Państwo Grey właśnie się pobrali. Ich idealna podróż poślubna powoli dobiega końca. Pora wrócić do rzeczywistości i problemów czekających na powrót nowożeńców z podróży po Europie. Jednym z nich jest Jack Hyde, były szef Any, który pragnie zemsty, za to co go spotkało. Czy uda mu się zniszczyć szczęście Grey'ów? A może małżeństwo przerosło Anę i Christiana na tyle, żeby myśleć o rozstaniu?

Pomysły E.L.James z każdą kolejną częścią stają się coraz bardziej zadziwiające. Najbardziej jednak dziwią charaktery poszczególnych postaci i ich oczekiwania względem rzeczywistości. Już po raz n-ty stanowisko Any względem różnych wydarzeń, wydaje się być zupełnie odrealnione i nieszczere. Autorka chciała podkreślić to, jak wiele człowiek może poświęcić dla drugiej osoby i jak miłość jest w stanie wybaczyć wszystko, stanowiąc lek na wszelkie zło. Jednak sposób w jaki James stara się to przedstawić jest nieudolny, a zachowania głównych bohaterów stają się mało wiarygodne.

Jest jednak wątek, który bardzo mi się podobał - Jack Hyde i jego zemsta. Sensacyjne wstawki nadają powieści dynamizmu, sprawiają, że staje się ciekawsza. W przeciwieństwie do poprzednich dwóch tomów, gdzie akcja toczy się niemal głównie koło seksu, w finałowej części równie często poruszany jest temat rewanżu Hyde'a i jego woli zniszczenia Greyom życia.
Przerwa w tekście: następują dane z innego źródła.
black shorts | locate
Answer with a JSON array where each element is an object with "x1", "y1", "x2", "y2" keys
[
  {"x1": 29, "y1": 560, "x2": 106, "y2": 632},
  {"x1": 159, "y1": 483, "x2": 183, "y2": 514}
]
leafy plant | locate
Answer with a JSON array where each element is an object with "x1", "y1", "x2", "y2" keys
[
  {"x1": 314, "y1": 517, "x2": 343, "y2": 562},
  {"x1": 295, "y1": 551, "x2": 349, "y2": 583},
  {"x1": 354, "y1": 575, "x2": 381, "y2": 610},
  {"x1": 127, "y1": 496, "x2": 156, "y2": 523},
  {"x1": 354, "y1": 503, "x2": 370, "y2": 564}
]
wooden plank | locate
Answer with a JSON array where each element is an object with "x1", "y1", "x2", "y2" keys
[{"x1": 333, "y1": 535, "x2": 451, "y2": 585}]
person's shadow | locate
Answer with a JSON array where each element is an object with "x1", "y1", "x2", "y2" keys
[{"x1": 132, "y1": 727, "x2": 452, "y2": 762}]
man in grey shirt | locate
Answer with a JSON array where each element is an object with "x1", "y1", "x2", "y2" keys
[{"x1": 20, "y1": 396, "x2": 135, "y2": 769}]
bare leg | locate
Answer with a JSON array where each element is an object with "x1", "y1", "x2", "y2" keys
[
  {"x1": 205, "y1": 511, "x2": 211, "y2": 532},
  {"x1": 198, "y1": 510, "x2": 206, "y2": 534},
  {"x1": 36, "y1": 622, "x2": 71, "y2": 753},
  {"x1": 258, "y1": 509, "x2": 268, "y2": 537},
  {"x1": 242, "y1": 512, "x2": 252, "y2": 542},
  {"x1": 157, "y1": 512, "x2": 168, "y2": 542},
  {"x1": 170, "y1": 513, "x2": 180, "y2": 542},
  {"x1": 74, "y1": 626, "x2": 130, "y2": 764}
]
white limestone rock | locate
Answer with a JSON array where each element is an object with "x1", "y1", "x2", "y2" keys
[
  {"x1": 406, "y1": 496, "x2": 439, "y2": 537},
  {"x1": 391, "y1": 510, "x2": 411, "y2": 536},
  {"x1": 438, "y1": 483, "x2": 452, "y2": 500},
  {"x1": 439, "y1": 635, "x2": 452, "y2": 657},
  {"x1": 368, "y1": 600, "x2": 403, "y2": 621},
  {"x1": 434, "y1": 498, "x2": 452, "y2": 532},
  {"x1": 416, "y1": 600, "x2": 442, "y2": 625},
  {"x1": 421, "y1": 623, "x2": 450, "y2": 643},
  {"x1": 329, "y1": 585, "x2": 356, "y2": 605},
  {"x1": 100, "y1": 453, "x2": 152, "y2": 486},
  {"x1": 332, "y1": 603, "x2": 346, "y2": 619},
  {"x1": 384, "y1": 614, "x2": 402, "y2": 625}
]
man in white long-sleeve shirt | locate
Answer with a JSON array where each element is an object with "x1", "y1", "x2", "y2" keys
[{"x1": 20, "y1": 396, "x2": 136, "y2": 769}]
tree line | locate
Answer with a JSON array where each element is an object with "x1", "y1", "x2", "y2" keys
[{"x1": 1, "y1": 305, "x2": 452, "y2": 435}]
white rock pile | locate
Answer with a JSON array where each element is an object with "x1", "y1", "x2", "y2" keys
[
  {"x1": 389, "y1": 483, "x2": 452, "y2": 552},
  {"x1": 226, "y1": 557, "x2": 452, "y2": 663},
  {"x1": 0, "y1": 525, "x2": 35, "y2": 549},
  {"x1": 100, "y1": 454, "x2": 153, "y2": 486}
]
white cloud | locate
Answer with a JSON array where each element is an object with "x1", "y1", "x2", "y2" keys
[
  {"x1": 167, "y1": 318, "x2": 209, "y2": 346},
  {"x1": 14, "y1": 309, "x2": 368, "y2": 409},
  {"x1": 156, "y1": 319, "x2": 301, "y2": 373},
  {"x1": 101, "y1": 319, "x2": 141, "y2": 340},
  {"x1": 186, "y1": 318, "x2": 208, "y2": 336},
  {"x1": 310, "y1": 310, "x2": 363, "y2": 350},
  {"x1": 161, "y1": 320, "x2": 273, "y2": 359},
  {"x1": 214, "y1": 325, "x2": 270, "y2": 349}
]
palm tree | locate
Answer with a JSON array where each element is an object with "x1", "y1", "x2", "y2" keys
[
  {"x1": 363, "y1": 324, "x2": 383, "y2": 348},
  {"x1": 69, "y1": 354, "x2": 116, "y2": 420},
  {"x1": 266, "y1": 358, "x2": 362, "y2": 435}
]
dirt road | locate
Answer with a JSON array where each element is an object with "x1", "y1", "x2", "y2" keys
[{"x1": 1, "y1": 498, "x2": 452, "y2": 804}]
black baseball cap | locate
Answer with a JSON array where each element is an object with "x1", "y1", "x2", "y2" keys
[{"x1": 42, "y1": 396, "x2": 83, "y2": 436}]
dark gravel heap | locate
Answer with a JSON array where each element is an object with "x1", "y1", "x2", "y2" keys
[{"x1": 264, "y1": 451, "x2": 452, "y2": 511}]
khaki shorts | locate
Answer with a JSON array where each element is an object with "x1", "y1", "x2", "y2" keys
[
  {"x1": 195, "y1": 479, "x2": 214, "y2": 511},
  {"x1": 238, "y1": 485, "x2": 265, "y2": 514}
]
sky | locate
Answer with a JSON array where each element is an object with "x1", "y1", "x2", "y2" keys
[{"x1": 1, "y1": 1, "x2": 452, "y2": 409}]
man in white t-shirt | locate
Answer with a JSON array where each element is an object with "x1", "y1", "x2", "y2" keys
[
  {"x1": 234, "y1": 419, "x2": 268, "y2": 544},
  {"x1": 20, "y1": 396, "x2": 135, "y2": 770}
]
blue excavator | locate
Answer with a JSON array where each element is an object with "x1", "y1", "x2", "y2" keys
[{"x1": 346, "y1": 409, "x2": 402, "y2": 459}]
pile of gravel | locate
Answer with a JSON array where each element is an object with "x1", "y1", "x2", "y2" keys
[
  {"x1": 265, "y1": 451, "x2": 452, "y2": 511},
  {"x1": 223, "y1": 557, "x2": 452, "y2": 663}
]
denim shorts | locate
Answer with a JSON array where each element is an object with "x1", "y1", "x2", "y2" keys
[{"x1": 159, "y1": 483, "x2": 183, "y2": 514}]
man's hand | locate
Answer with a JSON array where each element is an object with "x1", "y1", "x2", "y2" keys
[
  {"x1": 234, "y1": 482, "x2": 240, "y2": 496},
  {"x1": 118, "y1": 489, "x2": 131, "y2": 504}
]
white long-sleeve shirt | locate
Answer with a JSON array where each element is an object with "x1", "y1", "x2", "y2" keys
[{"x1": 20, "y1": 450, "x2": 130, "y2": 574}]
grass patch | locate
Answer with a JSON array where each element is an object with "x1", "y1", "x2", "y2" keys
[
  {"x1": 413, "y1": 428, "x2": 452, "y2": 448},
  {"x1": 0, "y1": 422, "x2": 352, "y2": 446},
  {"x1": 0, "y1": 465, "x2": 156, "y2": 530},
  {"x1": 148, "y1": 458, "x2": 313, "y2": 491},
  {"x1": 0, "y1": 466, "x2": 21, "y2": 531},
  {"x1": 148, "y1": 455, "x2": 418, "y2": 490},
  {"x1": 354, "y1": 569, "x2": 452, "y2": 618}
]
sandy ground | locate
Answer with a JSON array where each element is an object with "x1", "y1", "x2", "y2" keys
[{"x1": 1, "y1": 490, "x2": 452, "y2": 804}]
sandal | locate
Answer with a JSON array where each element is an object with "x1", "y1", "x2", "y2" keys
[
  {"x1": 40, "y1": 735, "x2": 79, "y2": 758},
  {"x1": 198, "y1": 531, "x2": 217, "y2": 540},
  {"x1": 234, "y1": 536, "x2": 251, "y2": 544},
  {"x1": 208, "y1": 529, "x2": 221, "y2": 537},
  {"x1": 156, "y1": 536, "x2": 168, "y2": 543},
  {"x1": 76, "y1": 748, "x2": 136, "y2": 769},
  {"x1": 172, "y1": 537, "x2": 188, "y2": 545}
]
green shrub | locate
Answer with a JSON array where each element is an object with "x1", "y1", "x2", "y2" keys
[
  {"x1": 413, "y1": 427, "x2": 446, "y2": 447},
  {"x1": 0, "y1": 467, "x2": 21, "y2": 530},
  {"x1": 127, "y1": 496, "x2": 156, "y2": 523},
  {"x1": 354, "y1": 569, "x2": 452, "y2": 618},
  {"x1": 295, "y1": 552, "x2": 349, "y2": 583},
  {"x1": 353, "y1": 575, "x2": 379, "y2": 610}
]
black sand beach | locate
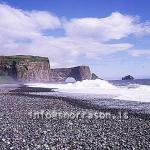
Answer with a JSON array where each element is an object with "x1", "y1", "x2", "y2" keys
[{"x1": 0, "y1": 86, "x2": 150, "y2": 149}]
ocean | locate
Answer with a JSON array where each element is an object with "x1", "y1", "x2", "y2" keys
[
  {"x1": 26, "y1": 79, "x2": 150, "y2": 103},
  {"x1": 109, "y1": 79, "x2": 150, "y2": 86}
]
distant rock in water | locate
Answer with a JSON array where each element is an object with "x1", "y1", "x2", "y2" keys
[
  {"x1": 122, "y1": 75, "x2": 134, "y2": 80},
  {"x1": 0, "y1": 55, "x2": 100, "y2": 83}
]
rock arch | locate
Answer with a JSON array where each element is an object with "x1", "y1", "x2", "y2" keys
[
  {"x1": 50, "y1": 66, "x2": 92, "y2": 82},
  {"x1": 65, "y1": 77, "x2": 76, "y2": 83}
]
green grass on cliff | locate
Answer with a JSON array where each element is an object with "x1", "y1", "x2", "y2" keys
[{"x1": 0, "y1": 55, "x2": 49, "y2": 64}]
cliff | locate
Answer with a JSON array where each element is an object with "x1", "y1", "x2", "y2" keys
[
  {"x1": 50, "y1": 66, "x2": 92, "y2": 82},
  {"x1": 0, "y1": 55, "x2": 51, "y2": 82},
  {"x1": 0, "y1": 55, "x2": 100, "y2": 83}
]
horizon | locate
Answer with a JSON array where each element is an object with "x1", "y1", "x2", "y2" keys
[{"x1": 0, "y1": 0, "x2": 150, "y2": 80}]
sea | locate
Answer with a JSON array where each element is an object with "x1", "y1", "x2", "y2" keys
[
  {"x1": 110, "y1": 79, "x2": 150, "y2": 86},
  {"x1": 27, "y1": 79, "x2": 150, "y2": 103}
]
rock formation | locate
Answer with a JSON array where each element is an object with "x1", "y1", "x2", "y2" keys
[
  {"x1": 122, "y1": 75, "x2": 134, "y2": 80},
  {"x1": 0, "y1": 55, "x2": 51, "y2": 82},
  {"x1": 0, "y1": 55, "x2": 100, "y2": 83},
  {"x1": 91, "y1": 73, "x2": 101, "y2": 80},
  {"x1": 50, "y1": 66, "x2": 92, "y2": 82}
]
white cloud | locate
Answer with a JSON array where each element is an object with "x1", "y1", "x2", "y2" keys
[
  {"x1": 129, "y1": 50, "x2": 150, "y2": 57},
  {"x1": 64, "y1": 12, "x2": 150, "y2": 41},
  {"x1": 0, "y1": 4, "x2": 149, "y2": 68},
  {"x1": 0, "y1": 4, "x2": 61, "y2": 40},
  {"x1": 0, "y1": 36, "x2": 133, "y2": 67}
]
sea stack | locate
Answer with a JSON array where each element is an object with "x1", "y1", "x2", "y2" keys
[
  {"x1": 50, "y1": 66, "x2": 92, "y2": 82},
  {"x1": 122, "y1": 75, "x2": 134, "y2": 80}
]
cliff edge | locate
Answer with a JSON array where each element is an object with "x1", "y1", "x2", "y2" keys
[
  {"x1": 0, "y1": 55, "x2": 100, "y2": 83},
  {"x1": 0, "y1": 55, "x2": 50, "y2": 82}
]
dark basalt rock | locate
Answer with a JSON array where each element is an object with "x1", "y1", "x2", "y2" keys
[
  {"x1": 122, "y1": 75, "x2": 134, "y2": 80},
  {"x1": 0, "y1": 55, "x2": 51, "y2": 82},
  {"x1": 50, "y1": 66, "x2": 92, "y2": 82},
  {"x1": 0, "y1": 55, "x2": 98, "y2": 83},
  {"x1": 91, "y1": 73, "x2": 101, "y2": 80}
]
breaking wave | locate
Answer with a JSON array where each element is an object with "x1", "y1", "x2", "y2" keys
[{"x1": 26, "y1": 79, "x2": 150, "y2": 102}]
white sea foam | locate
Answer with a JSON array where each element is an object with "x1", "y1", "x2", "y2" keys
[{"x1": 26, "y1": 79, "x2": 150, "y2": 102}]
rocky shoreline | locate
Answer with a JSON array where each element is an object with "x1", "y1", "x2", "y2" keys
[{"x1": 0, "y1": 86, "x2": 150, "y2": 149}]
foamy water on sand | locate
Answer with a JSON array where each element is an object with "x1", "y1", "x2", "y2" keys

Ochroniarze, pościgi, porwania - te elementy nadają książce odmiennego charakteru, sprawiając, że czyta się ją z dużo większym zaangażowaniem niż poprzednie części.

Nie przedłużając, muszę przyznać, że "Nowe oblicze Greya" jest lepsze w formie od poprzednich części. Jednak nie uważam, że jest to wartościowa powieść, z którą powinno się zapoznać. Nie można powiedzieć, że dzieło E.L.James jest dobrą książką - tu nie chodzi o temat czy gatunek, ale o wykonanie, które nie jest zadowalające. Polecam tą powieść tylko osobom, które chcą zrozumieć i sprawdzić, dlaczego jest to jedna z lepiej sprzedających się pozycji ostatnich lat.

Więcej moich recenzji na:
http://life-is-short-make-it-happy.blogspot.com
0 0
Dodał:
Dodano: 06 IV 2015 (ponad 10 lat temu)
Komentarzy: 1
Odsłon: 233
[dodaj komentarz]

Komentarze do recenzji

Dodano: 06 IV 2015, 11:46:28 (ponad 10 lat temu)
0 0
W przypadku ocenienia mojej recenzji na minus, bardzo proszę o napisanie komentarza, co się nie podobało, a następnym razem spróbuję się poprawić

Autor recenzji

Imię: Anna
Wiek: 29 lat
Z nami od: 04 IV 2010

Recenzowana książka

Nowe oblicze Greya



Ich przypadkowe spotkanie dało początek fali namiętności, która z czasem wcale nie osłabła. Wspólna codzienność okazała się nie lada wyzwaniem, któremu Anastasia i Chrstian dzielnie stawiają czoła w imię łączącego ich uczucia. Kochankowie wciąż dryfują po wzburzonym morzu uczuć, targani namiętnością i rozterkami, niepewni tego, co zgotuje im los. Czy najbardziej poruszająca historia miłosna...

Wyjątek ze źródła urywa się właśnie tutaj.